The whole article and write-up is just fantastic and I highly recommend you give it a read.
The Rise and Downfall of Yahoo
This excellent article does a great job of over-viewing what went wrong (and what also went right) within the rise and downfall of Yahoo:
Started off as a website called “Jerry’s Guide to the World Wide Web” by 2 Stanford students in 1994.
Initially, it was more of a directory or portal rather than a search engine: it had categories with linked sub-categories which users could click on to find relevant web-sites.
To become a ‘portal’ to the internet, they recognized that they needed not just to link to content – they also needed to produce it as well. To do this, they acquired other companies and started producing their own stuff. In 1996, they turned their first profit.
Between September 1997 and July 2015, Yahoo made 114 acquisitions.
Some of its acquisitions were disastrous (i.e. acquired Broadcast.com and Geocities.com for 10 billion) while some turned out to be fantastic (i.e. acquired 40% of Chinese e-commerce site Alibaba in 2005 for $1 billion which turned into a 36 billion dollar profit).
Still – their biggest blunder might have been not making 2 major acquisitions which could have radically changed the trajectory of the company:
Yahoo had multiple opportunities to buy Google and failed to do so. In 1998, Yahoo actually turned down the opportunity to acquire Google for $1 million (currently Google has over 1 trillion in market capitalization).

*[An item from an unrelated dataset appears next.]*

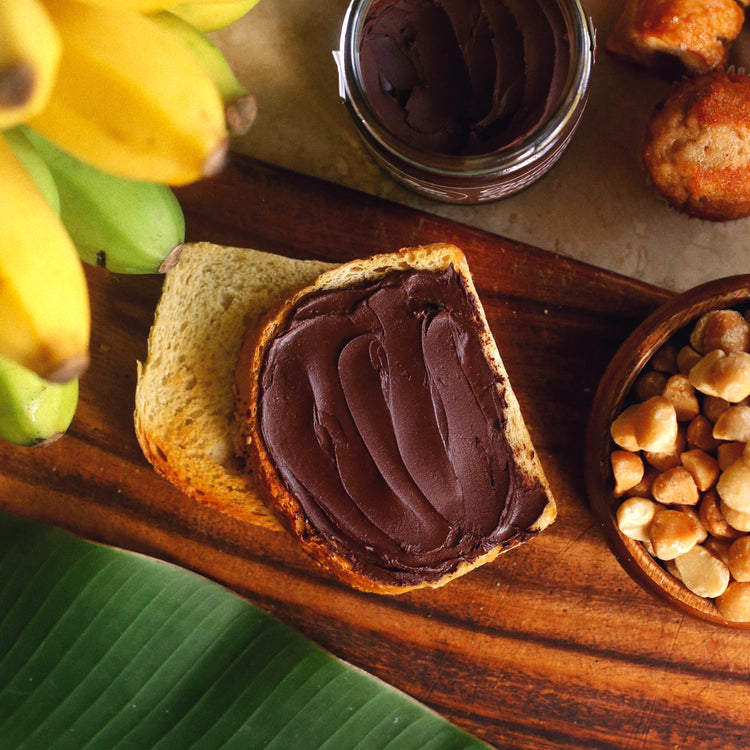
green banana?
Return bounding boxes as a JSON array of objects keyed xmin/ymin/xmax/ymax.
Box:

Also whiffed at the opportunity to acquire Facebook in 2006 for 1.1 billion dollars (Facebook today is also a company with over 1 trillion in market cap).
In the end, Yahoo ended up being sold to Verizon in 2016 for about 5 billion dollars (which didn’t end up working out so well for Verizon).
Layoffs at Microsoft
Microsoft announced cuts to 9,000 workers in second wave of major layoffs last month – all while watching their stock / market cap almost double in valuation just over the last 3 months. Their profit margins are also huge. Meanwhile, they’re spending a lot in bringing in cheaper labor from over-seas. Layoffs in the good old days used to be a measure of last resort: you did it when you had to and when your company was very much unprofitable. To lay people off while you are making billions in profit is shameful. It’s an inexcusable thing to do – especially when you’re invested in a technology (an LLM called ChatGPT) that will one day replace a lot of jobs.
I remember when working for a tech-leader used to mean something. So much for that notion.
Noting that, I hope you enjoyed this monthly update.